DFA and CFG (15 pts)

For each of the following languages over the alphabet \({a,b}\), determine if it can be recognized by a DFA. If yes, draw a DFA for it. If not, determine if it can be recognized by a CFG. If yes, write the CFG for it. If not, say No.

  1. (3 pts) languages consisting of strings having exactly two a's

  2. (3 pts) language consisting of strings having n a's followed by n b's, e.g., e, aabb, aaaabbbb.

  3. (3 pts) language over the alpha \(\{a,b,c\}\) consisting of strings having \(n\) a's followed by \(n\) b's followed by \(n\) c's, e.g., e, aabbcc, aaaabbbbcccc.

  4. (3 pts) language over the alphabet \({(, )}\) consists of all strings of properly nested parentheses, e.g., e, ()(), ((())), (()()).

  5. (3 pts) language consisting of strings that are palindrome

Parsing (15 pts)

  • (5 pts) Consider the grammar G

    S-> E
    E -> int
    E -> E + E | E - E
    E -> (E)
    

    1. (1 pts) Show that this grammar is ambiguous using the string int-int-int

    2. (4 pts) This grammar is left recursive. Rewrite it to eliminate left recursion (but is still equivalent to the original grammar). That is, provide a grammar G' such that L(G) = L(G') but G' admits no derivation X --->* Xa

  • (6 pts) The following grammar is left recursive.

    E -> E + T | T
    T -> id | (E)
    
    For each of the following, explain whether it eliminates left recursions and is equivalent to the original grammar. If it is NOT equivalent to the original grammar, give an example showing the difference.

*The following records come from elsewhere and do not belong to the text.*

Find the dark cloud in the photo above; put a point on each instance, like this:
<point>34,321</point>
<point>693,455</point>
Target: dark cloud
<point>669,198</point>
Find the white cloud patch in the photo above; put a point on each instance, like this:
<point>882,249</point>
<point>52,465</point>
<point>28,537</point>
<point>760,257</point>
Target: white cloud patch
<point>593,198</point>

    1. G1: E -> E + id | E + (E) | id | (E)
    2. G2
      E -> TE’
      E’ -> +TE' | e
      T  -> id | (E)
      
    3. G3
      E -> E’ + T | T 
      E’-> id | (E) 
      T -> id | (E)
      
    4. G4
      E -> id + E | E + T | T 
      T -> id | (E)
      
  • (4 pts) Consider the string s = id + id * (id) and the grammar:
    E -> T  | T + E
    T -> id | id * T | ( E )
    
    1. (2 pts) Draw the parse tree for s
    2. (2 pts) Draw the AST tree using any of the drawn parse tree

LL(1) Grammar (4 pts)

Consider the grammar

E -> T + E | T 
T -> int | int * T | ( E ) 

  • (1) Explain why Recursive Descent algorithm would have backtracking problems with the above grammar.
  • (3) Rewrite this grammar to an LL(1) grammar to avoid the problem.